On December 7, the North East Network (NEN) in Chizami, Nagaland organized an experience sharing and consultative workshop on ‘Single Women – an intersectional identity’ in Kohima that brought together representatives from grassroots women organizations, NGOs and Nagaland State Resource Centre for Women.
Three women’s organizations—Ruzazho Women Society, Therutsuswu Women Society from Phek district and Yimchungberu Arihako, Shamator Town—shared a report they prepared, through the support of the NEN, titled ‘challenges and issues of single women’.
‘Single women’ are women who are unmarried, divorced or widowed and face unique challenges in life. The three organizations mapped single women households in their areas and collected data on the challenges they face; these challenges include issues of legal and customary rights, livelihoods and violence.
This violence could be to an extent where Naga women lose the custody of their children when faced with a divorce or are denied access to acquired property when a husband dies. With younger single women remaining more vulnerable to this form of social violence, single women of all age groups are faced with the lack of access to income, sources of livelihood, proper housing and various government schemes.
But this is not the bane of Naga women in rural areas alone.
At her book launch in Dimapur on December 11, writer, poet and journalist, Monalisa Changkija, revealed the trauma she, and her daughters, had to go through on losing her husband.

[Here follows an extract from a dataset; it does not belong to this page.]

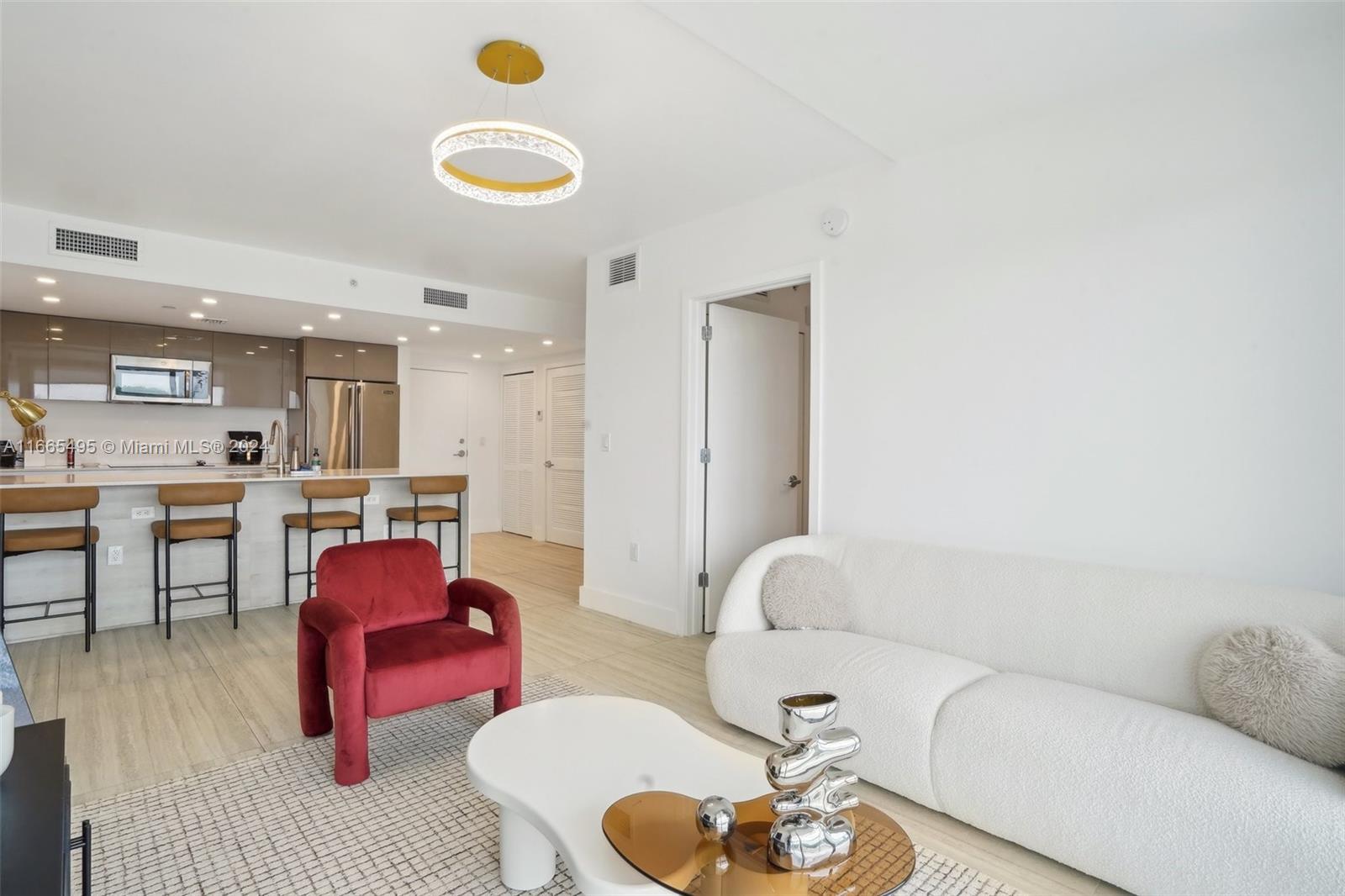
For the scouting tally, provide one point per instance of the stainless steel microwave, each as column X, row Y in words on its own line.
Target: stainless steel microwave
column 167, row 381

“Besides going through the agony of the loss of my husband last November, my daughters and I also had to undergo the kind of “cultural and customary” victimization that most Ao women without sons and brothers suffer. This included blatant falsehoods, insinuations and deliberate character-assassination. My daughters and I also had to undergo intimidation and harassment. Although throughout our ordeal a few cousins-in-law, a lot of friends and my neighbours stood by us, the pressure, stress and tension we suffered and endured are indescribable and inexplicable ~ all of which I suffered and endured without even my own flesh and blood standing by me. As a result, I was down to my lowest hence my journalistic and creative works suffered ~ in fact, I stopped working and I was allowing myself to go to seed,” she narrated.
This corroborates with the testimonies shared at the NEN meeting by single women from Phek and Tuensang districts. While the church and a few others stand up to help in the face of “intimidation and harassment,” the collapse of a community structure to aid and support single women has aggravated the risks they face in being single with or without choice on the matter.
There is a long way to go before cultural and customary practices recognize the human rights of single women but with the 16 days of activism to end violence against women ending on December 10, International Human Rights Day, it is time for the society and State to start recognizing ‘single women’ as a category that faces distinct challenges that need distinct attention and action if they are to be included in the development of the society and the State.